We now do a fairly good job of telling young Catholics that God really does love them. But such knowledge does not, unfortunately, inspire all people to seek God's ways and truths. Love alone does not inspire obedience and self sacrifice.

I've heard too many sermons and lectures by clergy who seemed to take it for granted that Catholics knew the fundamentals of the Faith and therefore spent their time focusing on more esoteric matters. Unfortunately too many Catholics listening to those lectures did/do NOT know the fundamentals and instead have bits of tangential knowledge which give a distorted picture of Catholicism since they lack the context of the basics.

[/quote]

Your point is well taken, but how do you catechize people who are just barely evangelized and only sacramentalized--let alone expect them to grow in holiness (as we call it in the East, theosis)?

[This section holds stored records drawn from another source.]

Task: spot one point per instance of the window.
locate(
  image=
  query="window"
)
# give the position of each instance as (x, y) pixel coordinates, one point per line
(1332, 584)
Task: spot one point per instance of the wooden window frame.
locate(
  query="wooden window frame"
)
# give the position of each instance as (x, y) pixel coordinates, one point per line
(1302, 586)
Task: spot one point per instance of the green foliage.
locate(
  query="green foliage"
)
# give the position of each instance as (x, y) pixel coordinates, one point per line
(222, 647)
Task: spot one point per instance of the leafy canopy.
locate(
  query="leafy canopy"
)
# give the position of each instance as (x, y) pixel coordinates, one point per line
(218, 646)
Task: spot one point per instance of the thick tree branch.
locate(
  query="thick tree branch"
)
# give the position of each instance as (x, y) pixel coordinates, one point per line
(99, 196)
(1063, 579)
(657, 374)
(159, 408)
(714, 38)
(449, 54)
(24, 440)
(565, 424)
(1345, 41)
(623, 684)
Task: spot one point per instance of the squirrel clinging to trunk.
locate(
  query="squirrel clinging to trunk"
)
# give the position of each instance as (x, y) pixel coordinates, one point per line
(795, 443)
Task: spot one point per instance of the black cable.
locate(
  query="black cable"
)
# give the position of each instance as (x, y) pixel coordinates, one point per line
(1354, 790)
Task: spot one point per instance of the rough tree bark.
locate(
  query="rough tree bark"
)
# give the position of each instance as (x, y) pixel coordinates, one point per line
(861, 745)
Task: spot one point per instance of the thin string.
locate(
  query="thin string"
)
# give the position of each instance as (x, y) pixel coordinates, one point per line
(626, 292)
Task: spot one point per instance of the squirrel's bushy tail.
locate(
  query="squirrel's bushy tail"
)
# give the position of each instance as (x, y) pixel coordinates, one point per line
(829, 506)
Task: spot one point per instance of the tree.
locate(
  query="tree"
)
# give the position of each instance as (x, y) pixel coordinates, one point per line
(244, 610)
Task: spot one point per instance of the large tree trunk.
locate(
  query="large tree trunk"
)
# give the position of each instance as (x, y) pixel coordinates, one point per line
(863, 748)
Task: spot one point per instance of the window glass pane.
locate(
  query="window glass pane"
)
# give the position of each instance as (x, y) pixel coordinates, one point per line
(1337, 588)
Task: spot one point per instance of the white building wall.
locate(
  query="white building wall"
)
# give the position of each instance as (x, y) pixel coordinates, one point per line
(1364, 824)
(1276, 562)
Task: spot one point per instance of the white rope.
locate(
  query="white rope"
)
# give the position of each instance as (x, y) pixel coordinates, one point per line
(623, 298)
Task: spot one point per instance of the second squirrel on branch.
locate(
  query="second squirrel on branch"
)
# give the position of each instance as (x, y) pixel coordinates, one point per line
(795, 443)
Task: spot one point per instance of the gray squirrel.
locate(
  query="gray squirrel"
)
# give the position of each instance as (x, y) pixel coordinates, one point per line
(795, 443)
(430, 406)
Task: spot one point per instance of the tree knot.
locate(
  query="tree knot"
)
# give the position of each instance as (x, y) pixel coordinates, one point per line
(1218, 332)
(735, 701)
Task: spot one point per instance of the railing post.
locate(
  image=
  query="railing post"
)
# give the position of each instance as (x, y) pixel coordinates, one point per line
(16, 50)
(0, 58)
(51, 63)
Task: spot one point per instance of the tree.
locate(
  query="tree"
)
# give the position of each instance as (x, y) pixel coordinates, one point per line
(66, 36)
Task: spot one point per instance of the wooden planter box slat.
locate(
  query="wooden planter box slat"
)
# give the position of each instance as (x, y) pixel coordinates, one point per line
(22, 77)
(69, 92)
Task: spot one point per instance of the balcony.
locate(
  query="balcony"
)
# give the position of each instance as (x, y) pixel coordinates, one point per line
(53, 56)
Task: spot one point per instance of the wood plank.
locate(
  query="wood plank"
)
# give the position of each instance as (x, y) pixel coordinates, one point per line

The alternative would be to have the priest preach three sermons aimed at different levels of knowledge of the faith.

Hardly practical.

Or do we now think that every sermon in the world for the rest of time needs to start over with questions 1, 2, and 3 from the Baltimore Catechism lest someone misunderstand something?

If there are people in your parish who are very confused about the alternative use of the words bread, wine, host, cup then for the sake of the Church I believe we can rise to the occasion and not wait for the priest to educate others. Those in the know can help in the formation of other people in the Catholic faith. Let's just make sure we teach the right doctrines.

[quote="Ferds_Guiang, post:9, topic:186637"]
If there are people in your parish who are very confused about the alternative use of the words bread, wine, host, cup then for the sake of the Church I believe we can rise to the occasion and not wait for the priest to educate others. Those in the know can help in the formation of other people in the Catholic faith. Let's just make sure we teach the right doctrines.

[/quote]

The key here is when you are teaching in print you have to be very careful in your wording because people that may have questions can't just raise their hands and ask them. "The Breaking of the Bread" is a correct term used in the early centuries of the Church . BUT it takes careful explaination when using it.